L’intelligence est la faculté de comprendre les faits, découvrir les relations entre les choses, s’adapter aux situations nouvelles. L’intelligence pratique est la capacité d’agir de manière adaptée aux situations. Le raisonnement et l’analyse, inséparables de la maîtrise du langage, aboutissent à une connaissance conceptuelle et rationnelle (en opposition avec l’intuition).
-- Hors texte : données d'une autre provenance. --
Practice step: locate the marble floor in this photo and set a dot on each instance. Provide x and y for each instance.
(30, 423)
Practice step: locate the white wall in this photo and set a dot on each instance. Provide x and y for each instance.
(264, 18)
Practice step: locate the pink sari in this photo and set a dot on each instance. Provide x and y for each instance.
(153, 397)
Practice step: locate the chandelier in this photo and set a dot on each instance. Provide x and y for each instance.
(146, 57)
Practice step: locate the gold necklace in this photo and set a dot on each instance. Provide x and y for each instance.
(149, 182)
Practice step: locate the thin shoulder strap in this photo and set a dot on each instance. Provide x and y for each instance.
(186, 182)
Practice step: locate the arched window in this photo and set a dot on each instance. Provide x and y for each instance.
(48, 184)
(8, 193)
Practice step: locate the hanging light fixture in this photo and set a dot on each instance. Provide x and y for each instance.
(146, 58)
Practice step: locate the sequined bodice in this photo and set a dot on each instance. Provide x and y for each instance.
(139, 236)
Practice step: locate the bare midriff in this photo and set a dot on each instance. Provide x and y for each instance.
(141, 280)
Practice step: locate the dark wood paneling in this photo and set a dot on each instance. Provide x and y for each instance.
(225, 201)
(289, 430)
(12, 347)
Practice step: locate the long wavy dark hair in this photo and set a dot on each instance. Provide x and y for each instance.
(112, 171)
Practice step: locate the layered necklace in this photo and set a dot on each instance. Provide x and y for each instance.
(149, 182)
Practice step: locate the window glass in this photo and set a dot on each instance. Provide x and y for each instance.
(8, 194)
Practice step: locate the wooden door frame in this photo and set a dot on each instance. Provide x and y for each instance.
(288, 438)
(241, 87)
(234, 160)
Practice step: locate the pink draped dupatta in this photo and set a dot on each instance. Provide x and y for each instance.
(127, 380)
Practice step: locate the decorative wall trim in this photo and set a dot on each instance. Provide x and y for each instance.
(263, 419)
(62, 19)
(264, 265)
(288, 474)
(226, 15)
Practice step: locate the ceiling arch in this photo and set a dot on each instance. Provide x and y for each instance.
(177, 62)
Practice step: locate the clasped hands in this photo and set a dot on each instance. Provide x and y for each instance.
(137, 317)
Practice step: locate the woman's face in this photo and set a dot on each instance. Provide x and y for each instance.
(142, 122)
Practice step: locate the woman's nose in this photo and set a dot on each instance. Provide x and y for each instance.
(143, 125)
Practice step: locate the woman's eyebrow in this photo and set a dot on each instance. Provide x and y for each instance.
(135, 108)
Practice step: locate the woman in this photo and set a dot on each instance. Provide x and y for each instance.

Une compétence est une connaissance (savoir, savoir-faire, savoir-être) mobilisable, tirée généralement de l’expérience ou de l’apprentissage et nécessaire à l’exercice d’une activité.
Enseignement et compétitivité : les compétences
Il est significatif, à l’heure actuelle, de parler de compétences et de socles de compétences dans l’enseignement. En effet, ce vocabulaire, décortiqué, analysé et décliné presque à l’infini, masque avec efficacité un réel problème de formation : à l’école, on n’apprend pas à penser ou à se dégager de sa condition sociale, on apprend à être compétent pour tel ou tel travail.
On peut dire que l’école actuelle sert la productivité et non l’intelligence. La remise en question et la gratuité deviennent désuètes, elles ne sont ni admirées, ni enviées, l’intelligence parait suspecte dans ce sens qu’elle permet aux individus de penser alors que tout l’ensemble de la société invite plutôt à consommer, à travailler sans trop de réflexion sur le sens à donner à cette façon de faire. Penser est un acte gratuit. Les cours d’art ou de musique ne font plus ou très peu partie de l’apprentissage de base. De même, plus tard, la philosophie et la poésie ont si peu de place dans les compétences requises… Un ingénieur, tout autant qu’un technicien ou un ouvrier, est soumis aux lois de la compétitivité et du commerce, au détriment de la réflexion fine, de l’éthique, de la recherche pure. La technique et le profit, seuls, doivent croître.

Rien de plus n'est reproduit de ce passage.